FEED, by M.T. Anderson, is one of those books that has voice galore. It had so much voice, it was kind of hard to read. In fact, as one point in the first forty pages, I got so frustrated with it, I put the book down and didn’t know if I would pick it back up.
This is a book that’s told from the first person point of view of a teenager who is connected to internet feed. The feed is yelling at him all the time: ads, news stories, TV shows, games. It was like reading a book with a stereo blaring in the background. To add to this kind of distracted feel, Titus, the point of view character, thinks in sentence fragments and run-on sentences. Not all the time. The author varies the sentence length and type enough to not be tedious. Still, it gives the reader the sense that the main character’s thoughts are all over the place, which, of course, they are.

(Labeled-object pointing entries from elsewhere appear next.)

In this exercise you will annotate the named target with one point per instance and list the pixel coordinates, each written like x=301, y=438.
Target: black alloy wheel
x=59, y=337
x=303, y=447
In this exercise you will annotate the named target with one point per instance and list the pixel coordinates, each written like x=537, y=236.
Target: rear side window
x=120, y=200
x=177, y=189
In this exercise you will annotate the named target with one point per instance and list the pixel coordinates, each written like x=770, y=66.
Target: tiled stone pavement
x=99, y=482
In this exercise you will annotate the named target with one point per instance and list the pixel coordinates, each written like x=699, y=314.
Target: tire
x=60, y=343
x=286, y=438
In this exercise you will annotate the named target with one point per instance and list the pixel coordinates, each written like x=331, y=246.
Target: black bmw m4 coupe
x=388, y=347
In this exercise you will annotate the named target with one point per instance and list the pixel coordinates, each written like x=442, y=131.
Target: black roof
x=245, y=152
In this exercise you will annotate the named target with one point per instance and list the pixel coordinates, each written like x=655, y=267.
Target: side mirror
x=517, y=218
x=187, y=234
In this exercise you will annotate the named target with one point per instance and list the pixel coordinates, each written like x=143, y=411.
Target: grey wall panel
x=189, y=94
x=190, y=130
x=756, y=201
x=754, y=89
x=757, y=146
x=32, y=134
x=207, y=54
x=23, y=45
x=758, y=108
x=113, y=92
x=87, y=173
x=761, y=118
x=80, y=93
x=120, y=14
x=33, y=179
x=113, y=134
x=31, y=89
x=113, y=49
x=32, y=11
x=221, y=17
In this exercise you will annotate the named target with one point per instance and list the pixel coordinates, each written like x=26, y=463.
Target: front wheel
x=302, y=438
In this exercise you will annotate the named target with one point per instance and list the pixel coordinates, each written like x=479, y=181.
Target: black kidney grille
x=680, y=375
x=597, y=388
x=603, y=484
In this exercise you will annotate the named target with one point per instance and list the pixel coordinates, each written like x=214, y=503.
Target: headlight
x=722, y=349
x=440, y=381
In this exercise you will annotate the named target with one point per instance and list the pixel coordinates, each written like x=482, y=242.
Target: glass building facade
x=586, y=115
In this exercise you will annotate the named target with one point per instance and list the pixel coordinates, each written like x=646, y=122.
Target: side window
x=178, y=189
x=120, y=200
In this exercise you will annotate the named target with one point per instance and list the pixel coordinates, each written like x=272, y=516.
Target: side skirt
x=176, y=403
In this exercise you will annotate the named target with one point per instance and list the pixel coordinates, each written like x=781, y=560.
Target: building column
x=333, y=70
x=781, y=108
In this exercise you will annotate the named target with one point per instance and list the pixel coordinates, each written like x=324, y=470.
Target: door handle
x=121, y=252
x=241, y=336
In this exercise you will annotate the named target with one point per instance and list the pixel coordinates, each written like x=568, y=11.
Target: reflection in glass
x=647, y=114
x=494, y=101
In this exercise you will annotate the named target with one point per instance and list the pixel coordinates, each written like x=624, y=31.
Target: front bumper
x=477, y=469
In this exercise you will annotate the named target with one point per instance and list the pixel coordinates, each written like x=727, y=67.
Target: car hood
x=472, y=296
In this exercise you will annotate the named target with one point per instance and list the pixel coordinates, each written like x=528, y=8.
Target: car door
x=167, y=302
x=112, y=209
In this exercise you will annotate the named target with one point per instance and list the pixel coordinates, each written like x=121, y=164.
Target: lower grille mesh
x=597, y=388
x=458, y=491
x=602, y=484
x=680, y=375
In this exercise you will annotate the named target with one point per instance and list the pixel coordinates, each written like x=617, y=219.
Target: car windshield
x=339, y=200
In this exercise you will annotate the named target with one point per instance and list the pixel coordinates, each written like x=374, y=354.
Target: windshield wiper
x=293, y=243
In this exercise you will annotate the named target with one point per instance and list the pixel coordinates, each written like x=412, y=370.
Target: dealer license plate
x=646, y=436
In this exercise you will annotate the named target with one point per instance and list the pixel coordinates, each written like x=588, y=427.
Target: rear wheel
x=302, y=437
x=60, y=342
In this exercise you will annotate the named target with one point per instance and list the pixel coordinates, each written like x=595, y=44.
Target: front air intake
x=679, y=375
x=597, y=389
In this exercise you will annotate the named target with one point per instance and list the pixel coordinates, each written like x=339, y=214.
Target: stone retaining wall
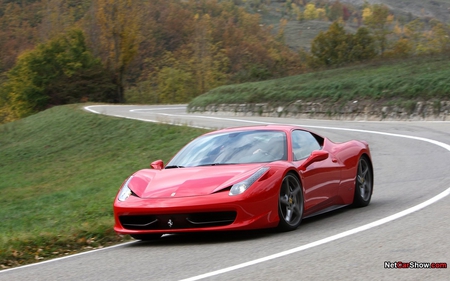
x=355, y=110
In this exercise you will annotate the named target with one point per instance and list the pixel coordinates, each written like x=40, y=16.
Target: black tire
x=363, y=183
x=146, y=237
x=290, y=203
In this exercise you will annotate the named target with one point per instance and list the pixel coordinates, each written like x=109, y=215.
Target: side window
x=303, y=143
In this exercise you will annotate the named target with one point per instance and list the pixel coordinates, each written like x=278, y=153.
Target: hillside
x=439, y=9
x=401, y=84
x=60, y=170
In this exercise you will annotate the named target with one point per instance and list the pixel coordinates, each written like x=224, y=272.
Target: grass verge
x=59, y=173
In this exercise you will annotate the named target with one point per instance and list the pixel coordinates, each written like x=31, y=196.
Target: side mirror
x=316, y=156
x=157, y=165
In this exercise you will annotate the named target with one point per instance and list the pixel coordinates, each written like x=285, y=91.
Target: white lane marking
x=158, y=108
x=66, y=257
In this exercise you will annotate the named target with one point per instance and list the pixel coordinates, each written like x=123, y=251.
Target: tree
x=363, y=46
x=336, y=47
x=378, y=18
x=54, y=73
x=331, y=47
x=119, y=22
x=310, y=12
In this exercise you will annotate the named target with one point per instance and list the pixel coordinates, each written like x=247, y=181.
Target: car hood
x=190, y=181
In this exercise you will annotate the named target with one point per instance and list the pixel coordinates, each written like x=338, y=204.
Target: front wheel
x=290, y=203
x=364, y=183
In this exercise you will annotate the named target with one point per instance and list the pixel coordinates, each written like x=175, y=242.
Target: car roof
x=274, y=127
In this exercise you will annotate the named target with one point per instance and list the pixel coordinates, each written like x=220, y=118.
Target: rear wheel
x=364, y=183
x=290, y=203
x=146, y=237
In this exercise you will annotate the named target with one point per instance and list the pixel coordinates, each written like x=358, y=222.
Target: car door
x=320, y=179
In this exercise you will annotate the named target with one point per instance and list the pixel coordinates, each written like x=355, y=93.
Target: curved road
x=407, y=220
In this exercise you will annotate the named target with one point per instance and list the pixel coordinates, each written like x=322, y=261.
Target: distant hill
x=439, y=9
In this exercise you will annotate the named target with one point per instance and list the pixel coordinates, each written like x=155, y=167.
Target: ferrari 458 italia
x=245, y=178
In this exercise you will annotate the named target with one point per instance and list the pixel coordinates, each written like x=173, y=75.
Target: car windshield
x=232, y=148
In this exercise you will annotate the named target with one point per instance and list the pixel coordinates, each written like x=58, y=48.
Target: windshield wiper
x=215, y=164
x=173, y=166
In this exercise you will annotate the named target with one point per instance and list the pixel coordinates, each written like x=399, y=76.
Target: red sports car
x=245, y=178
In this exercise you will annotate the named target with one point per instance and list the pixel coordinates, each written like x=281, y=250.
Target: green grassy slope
x=59, y=173
x=423, y=78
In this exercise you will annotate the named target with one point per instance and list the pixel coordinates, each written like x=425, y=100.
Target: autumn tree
x=119, y=22
x=59, y=71
x=336, y=47
x=331, y=47
x=378, y=18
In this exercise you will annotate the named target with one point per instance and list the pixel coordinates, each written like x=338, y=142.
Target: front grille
x=177, y=221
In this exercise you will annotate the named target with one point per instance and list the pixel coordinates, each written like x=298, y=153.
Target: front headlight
x=125, y=191
x=242, y=186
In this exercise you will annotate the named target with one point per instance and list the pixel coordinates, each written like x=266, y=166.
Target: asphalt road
x=407, y=220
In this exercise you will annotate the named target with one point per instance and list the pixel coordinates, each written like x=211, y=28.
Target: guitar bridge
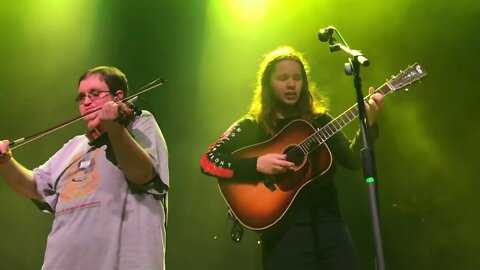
x=269, y=183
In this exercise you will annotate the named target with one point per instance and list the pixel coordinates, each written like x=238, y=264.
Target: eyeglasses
x=92, y=95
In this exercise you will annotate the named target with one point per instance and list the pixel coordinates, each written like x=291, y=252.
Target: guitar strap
x=236, y=233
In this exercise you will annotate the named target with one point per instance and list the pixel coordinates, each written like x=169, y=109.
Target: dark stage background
x=209, y=51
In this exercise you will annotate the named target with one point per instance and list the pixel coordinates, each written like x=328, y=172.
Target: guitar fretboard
x=334, y=126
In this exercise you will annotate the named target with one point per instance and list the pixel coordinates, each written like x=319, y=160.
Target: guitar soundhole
x=295, y=155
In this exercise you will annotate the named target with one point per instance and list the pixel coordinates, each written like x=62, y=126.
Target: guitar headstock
x=406, y=77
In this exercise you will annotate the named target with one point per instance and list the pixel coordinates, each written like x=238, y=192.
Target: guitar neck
x=334, y=126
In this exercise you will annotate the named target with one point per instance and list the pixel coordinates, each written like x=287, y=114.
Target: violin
x=127, y=111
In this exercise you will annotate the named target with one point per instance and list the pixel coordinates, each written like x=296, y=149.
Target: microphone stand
x=352, y=67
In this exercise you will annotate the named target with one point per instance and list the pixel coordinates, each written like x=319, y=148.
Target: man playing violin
x=107, y=197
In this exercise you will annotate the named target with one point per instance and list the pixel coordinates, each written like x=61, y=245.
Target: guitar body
x=261, y=205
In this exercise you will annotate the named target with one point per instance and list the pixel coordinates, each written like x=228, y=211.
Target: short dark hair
x=113, y=77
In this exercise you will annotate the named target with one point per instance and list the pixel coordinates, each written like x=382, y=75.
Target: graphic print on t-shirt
x=81, y=179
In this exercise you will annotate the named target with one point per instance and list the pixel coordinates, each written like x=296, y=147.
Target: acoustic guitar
x=262, y=205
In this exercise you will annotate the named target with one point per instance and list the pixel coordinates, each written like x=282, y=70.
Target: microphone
x=325, y=34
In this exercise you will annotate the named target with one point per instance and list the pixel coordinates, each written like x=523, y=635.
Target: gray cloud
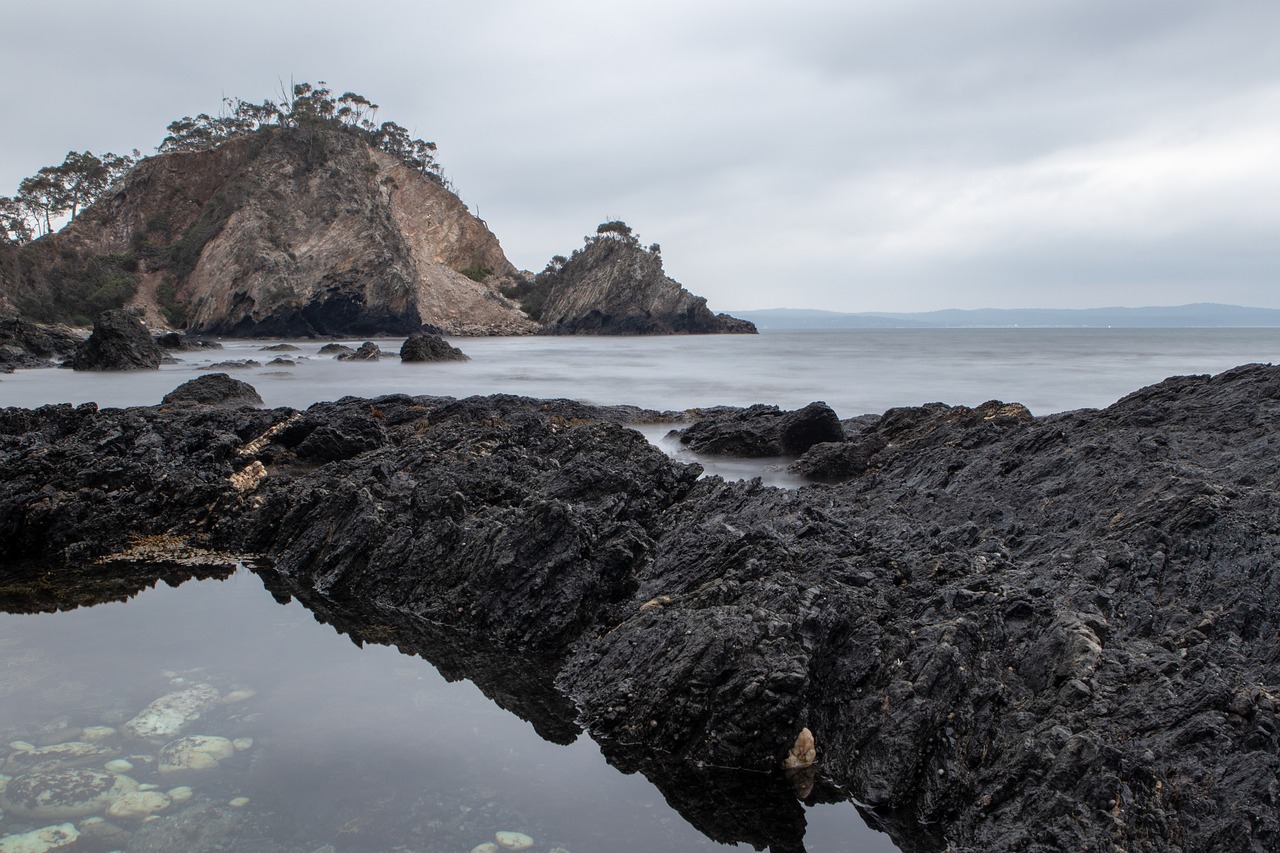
x=858, y=156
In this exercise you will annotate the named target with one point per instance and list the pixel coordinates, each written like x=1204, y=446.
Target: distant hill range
x=1198, y=315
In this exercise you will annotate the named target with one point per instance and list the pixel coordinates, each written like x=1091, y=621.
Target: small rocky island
x=995, y=632
x=306, y=219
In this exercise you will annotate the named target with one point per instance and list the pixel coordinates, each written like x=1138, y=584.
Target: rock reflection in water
x=315, y=742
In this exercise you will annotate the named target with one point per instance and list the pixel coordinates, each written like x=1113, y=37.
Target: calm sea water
x=371, y=749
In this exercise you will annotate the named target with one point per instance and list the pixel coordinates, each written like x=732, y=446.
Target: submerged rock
x=119, y=342
x=368, y=351
x=172, y=712
x=762, y=430
x=1001, y=632
x=430, y=347
x=214, y=389
x=60, y=794
x=41, y=840
x=193, y=752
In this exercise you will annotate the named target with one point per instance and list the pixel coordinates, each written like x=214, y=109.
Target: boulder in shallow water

To make things even more complicated, the teen slang is logical but not familiar. They use the term “Unit” like “Dude”. Things are “null” instead of “lame”. When something is very uncomfortable or very expensive, it’s “meg” uncomfortable or “meg” expensive. Also, because we’re in a future setting, there are going to be some things that are completely new to the reader. For example, they fly upcars through tubes. It’s not the biggest stretch a writer ever asked a reader to make, but it does take more work than imagining someone in a car driving down the street. Layered on top of that is the world-building of a decimated Earth, lifeless oceans, and an outdoors so artificial that the clouds have to be manufactured. And then, the experience of being a person living in this environment with a constant feed of information running through you head…well, this is active readership. You’ve got to work at this.